●         El presidente del Partido Popular de Asturias advierte de que la sociedad asturiana tiene que recuperar la confianza en sí misma, “porque durante demasiado tiempo hemos hablado de nuestro declive como si fuera inevitable”

●         “Las oportunidades se construyen con buenas decisiones, con reformas, con inversión, con una Administración que facilite en lugar de dificultar”, afirma, y subraya que Asturias debe recuperar la ambición y no resignarse a la pérdida de población, a la marcha de nuestros jóvenes o a la pérdida de peso económico

4 de septiembre de 2026.- El presidente del Partido Popular, Álvaro Queipo, defendió hoy que Asturias se convierta en “una verdadera tierra de oportunidades, una tierra en la que invertir, trabajar y emprender, para que, entre otras cosas, marcharse de Asturias, como hacen muchos jóvenes al terminar sus estudios, sea una elección, pero nunca una obligación”.

         Durante su intervención en el Pleno institucional de la Junta General para celebrar el Día de Asturias, Álvaro Queipo destacó que “las oportunidades se construyen con buenas decisiones, con reformas, con inversión, con una Administración que facilite en lugar de dificultar, y con una sociedad que confíe en sí misma: Asturias necesita recuperar esa confianza, porque durante demasiado tiempo hemos hablado de nuestro declive como si fuera inevitable”.
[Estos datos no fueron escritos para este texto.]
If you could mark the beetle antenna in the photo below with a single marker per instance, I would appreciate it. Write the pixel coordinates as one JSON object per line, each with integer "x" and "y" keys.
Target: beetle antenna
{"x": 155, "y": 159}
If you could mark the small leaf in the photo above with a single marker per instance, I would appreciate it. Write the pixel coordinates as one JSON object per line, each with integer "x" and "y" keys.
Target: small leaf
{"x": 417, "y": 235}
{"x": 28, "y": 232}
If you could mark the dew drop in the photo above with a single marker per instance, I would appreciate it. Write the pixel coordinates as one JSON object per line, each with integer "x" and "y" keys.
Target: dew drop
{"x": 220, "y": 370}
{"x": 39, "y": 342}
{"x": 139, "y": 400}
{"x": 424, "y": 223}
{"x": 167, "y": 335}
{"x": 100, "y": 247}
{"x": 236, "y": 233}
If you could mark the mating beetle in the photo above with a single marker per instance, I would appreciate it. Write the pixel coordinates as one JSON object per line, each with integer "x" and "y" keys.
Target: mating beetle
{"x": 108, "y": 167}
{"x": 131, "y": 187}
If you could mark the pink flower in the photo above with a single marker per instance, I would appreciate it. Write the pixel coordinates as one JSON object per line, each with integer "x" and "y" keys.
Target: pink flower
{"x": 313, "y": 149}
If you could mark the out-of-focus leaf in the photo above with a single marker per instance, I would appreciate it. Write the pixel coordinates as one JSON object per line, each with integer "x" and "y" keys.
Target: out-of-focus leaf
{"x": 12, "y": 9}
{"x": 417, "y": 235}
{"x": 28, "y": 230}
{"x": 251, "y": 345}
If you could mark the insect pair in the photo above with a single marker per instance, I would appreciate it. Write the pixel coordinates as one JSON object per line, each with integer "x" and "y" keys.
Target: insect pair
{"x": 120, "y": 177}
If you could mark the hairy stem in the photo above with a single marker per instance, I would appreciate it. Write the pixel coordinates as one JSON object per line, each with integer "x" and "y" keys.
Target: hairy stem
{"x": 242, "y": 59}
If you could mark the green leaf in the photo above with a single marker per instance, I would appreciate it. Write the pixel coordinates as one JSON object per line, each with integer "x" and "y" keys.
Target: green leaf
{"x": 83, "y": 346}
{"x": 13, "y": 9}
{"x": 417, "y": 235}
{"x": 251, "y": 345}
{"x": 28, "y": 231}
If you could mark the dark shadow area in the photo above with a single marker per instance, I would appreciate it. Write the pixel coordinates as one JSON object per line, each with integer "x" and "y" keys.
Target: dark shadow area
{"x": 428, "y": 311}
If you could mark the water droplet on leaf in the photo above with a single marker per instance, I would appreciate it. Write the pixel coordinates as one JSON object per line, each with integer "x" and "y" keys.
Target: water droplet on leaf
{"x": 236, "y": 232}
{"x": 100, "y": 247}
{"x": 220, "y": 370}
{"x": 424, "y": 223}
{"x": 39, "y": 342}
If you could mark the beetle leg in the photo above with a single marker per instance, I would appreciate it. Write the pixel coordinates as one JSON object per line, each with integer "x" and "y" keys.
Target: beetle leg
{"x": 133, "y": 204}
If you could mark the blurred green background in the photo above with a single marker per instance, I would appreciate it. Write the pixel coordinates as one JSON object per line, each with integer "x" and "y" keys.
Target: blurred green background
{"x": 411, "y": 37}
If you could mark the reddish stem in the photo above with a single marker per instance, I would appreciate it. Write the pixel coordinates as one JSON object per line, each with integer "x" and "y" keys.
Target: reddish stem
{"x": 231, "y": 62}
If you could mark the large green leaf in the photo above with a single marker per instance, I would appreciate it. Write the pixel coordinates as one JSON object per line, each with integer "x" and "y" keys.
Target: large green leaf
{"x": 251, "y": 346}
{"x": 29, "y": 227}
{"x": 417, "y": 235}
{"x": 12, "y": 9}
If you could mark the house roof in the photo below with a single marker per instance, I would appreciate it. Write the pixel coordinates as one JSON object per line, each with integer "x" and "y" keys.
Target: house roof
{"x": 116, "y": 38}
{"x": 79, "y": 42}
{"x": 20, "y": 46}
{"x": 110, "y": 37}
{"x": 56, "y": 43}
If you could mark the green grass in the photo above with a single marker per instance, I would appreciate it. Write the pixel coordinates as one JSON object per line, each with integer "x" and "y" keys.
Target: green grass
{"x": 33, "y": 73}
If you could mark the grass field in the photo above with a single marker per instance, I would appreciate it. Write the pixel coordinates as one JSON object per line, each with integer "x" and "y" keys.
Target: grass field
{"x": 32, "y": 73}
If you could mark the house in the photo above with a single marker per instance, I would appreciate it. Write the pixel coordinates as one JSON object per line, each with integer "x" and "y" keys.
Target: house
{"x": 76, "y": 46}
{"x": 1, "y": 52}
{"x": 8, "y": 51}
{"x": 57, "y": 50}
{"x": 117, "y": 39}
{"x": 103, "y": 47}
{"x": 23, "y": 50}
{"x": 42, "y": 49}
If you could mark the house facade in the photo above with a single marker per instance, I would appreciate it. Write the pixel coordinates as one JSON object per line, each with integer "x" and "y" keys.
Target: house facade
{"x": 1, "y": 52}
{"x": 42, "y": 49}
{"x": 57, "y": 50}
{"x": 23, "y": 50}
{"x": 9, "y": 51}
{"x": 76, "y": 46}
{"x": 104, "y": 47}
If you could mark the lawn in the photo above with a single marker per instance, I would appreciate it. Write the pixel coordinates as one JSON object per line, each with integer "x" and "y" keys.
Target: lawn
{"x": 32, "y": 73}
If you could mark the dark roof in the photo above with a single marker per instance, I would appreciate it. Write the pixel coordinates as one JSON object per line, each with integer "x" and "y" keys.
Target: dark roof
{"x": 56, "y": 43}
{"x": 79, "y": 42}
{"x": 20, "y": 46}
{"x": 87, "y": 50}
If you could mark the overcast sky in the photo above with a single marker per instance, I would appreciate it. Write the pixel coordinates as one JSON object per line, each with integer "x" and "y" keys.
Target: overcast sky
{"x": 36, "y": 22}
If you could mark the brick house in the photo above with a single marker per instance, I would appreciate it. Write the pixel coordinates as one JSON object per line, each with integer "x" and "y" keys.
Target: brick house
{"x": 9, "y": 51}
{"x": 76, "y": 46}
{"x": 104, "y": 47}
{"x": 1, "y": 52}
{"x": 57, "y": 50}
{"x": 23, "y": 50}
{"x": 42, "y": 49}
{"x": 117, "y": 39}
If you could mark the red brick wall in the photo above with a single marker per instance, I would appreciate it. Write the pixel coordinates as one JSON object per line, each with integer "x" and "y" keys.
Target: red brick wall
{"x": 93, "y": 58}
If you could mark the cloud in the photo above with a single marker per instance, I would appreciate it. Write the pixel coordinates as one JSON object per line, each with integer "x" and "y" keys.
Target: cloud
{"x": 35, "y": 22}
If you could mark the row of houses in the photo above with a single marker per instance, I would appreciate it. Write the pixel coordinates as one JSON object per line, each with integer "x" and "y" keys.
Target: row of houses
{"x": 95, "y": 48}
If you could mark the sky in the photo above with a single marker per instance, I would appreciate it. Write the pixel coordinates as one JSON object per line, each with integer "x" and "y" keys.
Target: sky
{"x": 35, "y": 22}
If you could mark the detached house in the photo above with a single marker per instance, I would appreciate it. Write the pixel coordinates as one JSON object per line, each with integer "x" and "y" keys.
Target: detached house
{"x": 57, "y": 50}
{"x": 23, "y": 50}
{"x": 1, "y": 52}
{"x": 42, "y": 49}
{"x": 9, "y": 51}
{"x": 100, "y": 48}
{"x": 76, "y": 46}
         El líder del PP resaltó que no se resigna a fenómenos como el envejecimiento, la pérdida de población, la marcha de nuestros jóvenes o la pérdida de peso económico: “Creo que Asturias tiene futuro, pero dependerá de lo que seamos capaces de hacer desde el presente”.

         A este respecto, señaló que una Asturias de oportunidades se traduce “en una tierra capaz de atraer empresas y talento, pero también de desarrollar y cuidar el enorme talento que ya tenemos; una tierra con una industria fuerte, con un medio rural vivo y con unos autónomos y pequeñas empresas que puedan crecer; una tierra bien comunicada y con servicios públicos bien gestionados, que respondan cuando los asturianos los necesitan”.
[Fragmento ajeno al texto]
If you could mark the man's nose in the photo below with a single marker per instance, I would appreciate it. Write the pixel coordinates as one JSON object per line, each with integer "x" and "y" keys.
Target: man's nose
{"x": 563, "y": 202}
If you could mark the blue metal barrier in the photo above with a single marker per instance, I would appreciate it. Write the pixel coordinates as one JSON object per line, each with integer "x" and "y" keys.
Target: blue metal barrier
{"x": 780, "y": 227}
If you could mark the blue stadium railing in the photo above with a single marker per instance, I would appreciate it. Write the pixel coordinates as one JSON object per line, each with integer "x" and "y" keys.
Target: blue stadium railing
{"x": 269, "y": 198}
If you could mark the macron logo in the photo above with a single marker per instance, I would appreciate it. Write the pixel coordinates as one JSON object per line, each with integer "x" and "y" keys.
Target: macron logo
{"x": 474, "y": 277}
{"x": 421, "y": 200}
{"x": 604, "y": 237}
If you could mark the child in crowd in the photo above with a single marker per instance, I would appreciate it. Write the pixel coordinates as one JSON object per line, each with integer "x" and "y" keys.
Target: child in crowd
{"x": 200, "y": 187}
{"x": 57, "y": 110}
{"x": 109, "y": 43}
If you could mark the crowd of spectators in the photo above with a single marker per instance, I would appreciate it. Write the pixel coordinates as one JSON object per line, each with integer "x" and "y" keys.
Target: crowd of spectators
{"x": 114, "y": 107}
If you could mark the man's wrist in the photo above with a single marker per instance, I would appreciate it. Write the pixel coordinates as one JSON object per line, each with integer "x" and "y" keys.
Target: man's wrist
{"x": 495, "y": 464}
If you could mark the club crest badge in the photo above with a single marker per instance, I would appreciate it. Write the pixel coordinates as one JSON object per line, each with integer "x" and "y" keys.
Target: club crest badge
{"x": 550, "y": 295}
Queipo afirmó que el Día de Asturias “es una oportunidad para celebrar aquello que somos, para recordar de dónde venimos y también para preguntarnos hacia dónde queremos ir, porque somos herederos de una tierra extraordinaria”.

“De una tierra que ha tenido un papel fundamental en la historia de España, una Asturias que fue decisiva en momentos esenciales de nuestro país y que, siglos después, volvió a ser protagonista de su desarrollo económico e industrial”, resaltó, para añadir: “Durante generaciones, de nuestras minas salió la energía que movía España, de nuestras fábricas, el acero con el que se levantó buena parte del país, de nuestros campos, de nuestros puertos y de nuestros pueblos salió el trabajo de miles de hombres y mujeres que contribuyeron al progreso de toda una nación”.
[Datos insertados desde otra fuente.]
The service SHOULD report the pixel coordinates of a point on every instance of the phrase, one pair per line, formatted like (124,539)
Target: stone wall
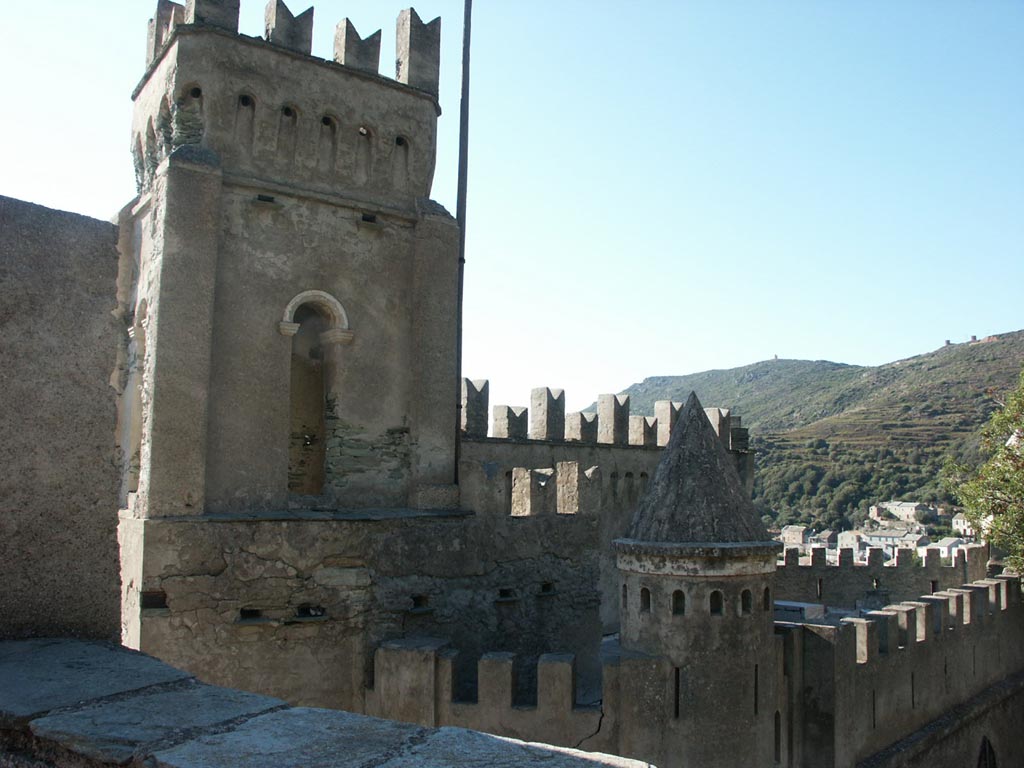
(74,705)
(58,342)
(931,677)
(309,595)
(850,585)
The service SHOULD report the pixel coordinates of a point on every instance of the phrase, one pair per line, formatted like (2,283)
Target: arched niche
(338,331)
(314,322)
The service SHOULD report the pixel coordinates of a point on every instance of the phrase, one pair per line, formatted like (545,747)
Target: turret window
(717,603)
(678,603)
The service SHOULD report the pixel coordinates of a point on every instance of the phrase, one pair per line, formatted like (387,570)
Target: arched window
(245,121)
(288,128)
(778,737)
(327,144)
(306,430)
(717,603)
(399,163)
(314,321)
(678,603)
(986,756)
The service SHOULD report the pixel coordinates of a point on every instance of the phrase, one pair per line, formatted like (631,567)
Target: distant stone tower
(696,579)
(290,287)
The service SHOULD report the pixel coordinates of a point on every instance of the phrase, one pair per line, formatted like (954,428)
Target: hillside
(833,438)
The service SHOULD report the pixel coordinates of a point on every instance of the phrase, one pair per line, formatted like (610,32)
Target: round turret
(696,577)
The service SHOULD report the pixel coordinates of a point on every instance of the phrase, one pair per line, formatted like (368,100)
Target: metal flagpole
(461,218)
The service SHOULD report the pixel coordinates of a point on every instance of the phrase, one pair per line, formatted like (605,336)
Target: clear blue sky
(655,187)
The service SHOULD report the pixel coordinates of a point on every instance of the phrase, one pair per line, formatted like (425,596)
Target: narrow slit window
(678,603)
(717,603)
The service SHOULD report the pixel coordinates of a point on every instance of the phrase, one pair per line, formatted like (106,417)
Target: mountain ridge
(832,438)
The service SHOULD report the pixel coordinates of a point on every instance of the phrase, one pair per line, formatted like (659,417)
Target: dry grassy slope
(930,398)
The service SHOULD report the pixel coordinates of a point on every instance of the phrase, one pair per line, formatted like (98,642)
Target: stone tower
(290,291)
(696,577)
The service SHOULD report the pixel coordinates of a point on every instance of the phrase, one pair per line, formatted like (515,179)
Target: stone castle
(298,505)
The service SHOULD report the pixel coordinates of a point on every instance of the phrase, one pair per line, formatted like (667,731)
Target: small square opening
(154,599)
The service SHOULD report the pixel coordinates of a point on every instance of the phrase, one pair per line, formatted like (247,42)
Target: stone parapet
(83,705)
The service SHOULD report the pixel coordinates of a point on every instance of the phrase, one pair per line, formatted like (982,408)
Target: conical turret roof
(696,495)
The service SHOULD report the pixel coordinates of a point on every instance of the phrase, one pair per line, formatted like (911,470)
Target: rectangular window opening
(153,599)
(676,697)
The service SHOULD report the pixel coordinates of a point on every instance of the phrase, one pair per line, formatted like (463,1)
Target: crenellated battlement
(850,584)
(910,662)
(278,116)
(418,42)
(611,424)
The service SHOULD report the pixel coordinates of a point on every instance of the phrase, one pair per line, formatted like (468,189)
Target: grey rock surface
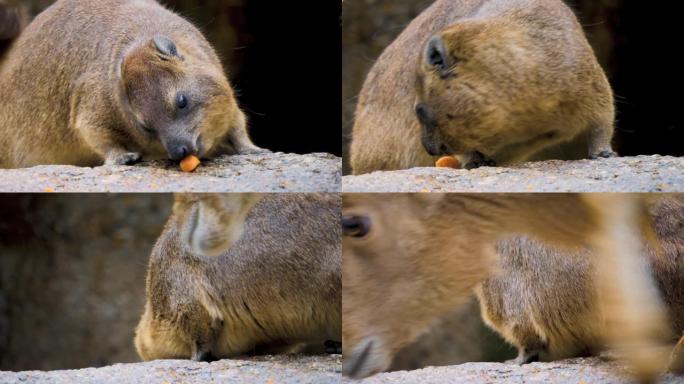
(283,369)
(575,371)
(625,174)
(273,172)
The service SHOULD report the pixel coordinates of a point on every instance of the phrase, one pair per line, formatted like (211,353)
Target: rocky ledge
(623,174)
(259,370)
(273,172)
(575,371)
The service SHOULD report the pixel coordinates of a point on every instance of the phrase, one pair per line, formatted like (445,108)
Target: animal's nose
(179,151)
(423,114)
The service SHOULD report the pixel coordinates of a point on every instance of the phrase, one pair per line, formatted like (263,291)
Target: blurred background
(72,277)
(283,59)
(634,43)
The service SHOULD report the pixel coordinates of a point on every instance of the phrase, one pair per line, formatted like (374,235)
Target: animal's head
(209,224)
(179,102)
(481,86)
(405,263)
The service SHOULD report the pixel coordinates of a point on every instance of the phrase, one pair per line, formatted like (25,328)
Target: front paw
(604,154)
(478,160)
(126,158)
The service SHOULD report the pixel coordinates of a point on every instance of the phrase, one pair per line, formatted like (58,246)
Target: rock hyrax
(490,81)
(93,81)
(410,259)
(277,283)
(543,300)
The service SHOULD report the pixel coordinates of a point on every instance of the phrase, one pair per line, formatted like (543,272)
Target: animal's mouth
(358,364)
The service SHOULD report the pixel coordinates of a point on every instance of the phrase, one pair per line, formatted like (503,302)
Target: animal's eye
(181,101)
(145,128)
(356,226)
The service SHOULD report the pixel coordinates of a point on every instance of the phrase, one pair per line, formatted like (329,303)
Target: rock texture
(576,371)
(266,370)
(72,276)
(273,172)
(625,174)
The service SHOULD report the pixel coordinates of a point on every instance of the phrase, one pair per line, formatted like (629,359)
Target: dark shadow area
(72,277)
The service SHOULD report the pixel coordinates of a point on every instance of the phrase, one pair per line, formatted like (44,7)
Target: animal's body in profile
(490,81)
(543,300)
(96,81)
(411,259)
(267,280)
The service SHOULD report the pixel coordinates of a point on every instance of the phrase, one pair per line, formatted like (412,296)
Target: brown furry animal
(490,81)
(276,284)
(93,81)
(543,301)
(411,259)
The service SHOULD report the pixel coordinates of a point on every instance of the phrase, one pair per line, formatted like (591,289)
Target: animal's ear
(165,46)
(436,55)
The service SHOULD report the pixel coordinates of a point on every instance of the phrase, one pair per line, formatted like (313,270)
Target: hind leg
(530,345)
(600,137)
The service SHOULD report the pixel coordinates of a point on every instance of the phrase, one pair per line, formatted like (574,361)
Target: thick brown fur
(98,81)
(276,286)
(514,77)
(543,300)
(423,255)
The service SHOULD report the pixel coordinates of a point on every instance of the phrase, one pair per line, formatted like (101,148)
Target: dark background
(283,59)
(635,43)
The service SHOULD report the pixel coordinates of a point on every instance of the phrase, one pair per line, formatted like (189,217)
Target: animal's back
(286,267)
(73,43)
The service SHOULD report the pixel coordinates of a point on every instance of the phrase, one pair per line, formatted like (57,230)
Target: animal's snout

El presidente concluyó que “Asturias fue durante mucho tiempo una tierra de peso, una tierra que contaba, y debemos aspirar a volver a serlo: a nosotros nos corresponde decidir qué Asturias vamos a entregar a quienes vienen detrás”.

En este sentido, indicó que es necesario preguntarse “si puede un joven asturiano imaginar hoy su futuro en Asturias, si puede estudiar aquí, encontrar después un buen empleo, acceder a una vivienda, formar una familia y desarrollar plenamente su proyecto de vida sin sentir que para conseguirlo tiene necesariamente que marcharse fuera”.

Por ello, expresó que Asturias debe volver a ser “una tierra dinámica, con capacidad para crecer y para recuperar peso, una tierra que no se conforme con menos de lo que puede llegar a ser, y para conseguirlo tendremos que trabajar juntos, desde nuestras diferencias, poniendo por delante aquello que compartimos: el amor por Asturias y la responsabilidad de dejar una tierra mejor a las próximas generaciones”.

“Habrá cuestiones en las que discrepemos, como es lógico en democracia, pero también hay asuntos decisivos para el futuro de Asturias que exigirán grandes consensos, altura de miras y capacidad para pensar más allá de un mandato o de unas elecciones; ese debería ser nuestro compromiso”, anunció.

Por último, Álvaro Queipo mostró su esperanza en que “dentro de unos años podamos mirar atrás y decir que nuestra generación también estuvo a la altura, que dejamos una Asturias mejor, que crezca, con más empleo y mejores servicios públicos; una Asturias capaz de ofrecer oportunidades a sus hijos y de atraer a quienes quieran construir aquí su futuro; una Asturias en la que quedarse y una Asturias a la que volver; una Asturias orgullosa de su historia, ambiciosa en el presente y esperanzada ante el futuro”.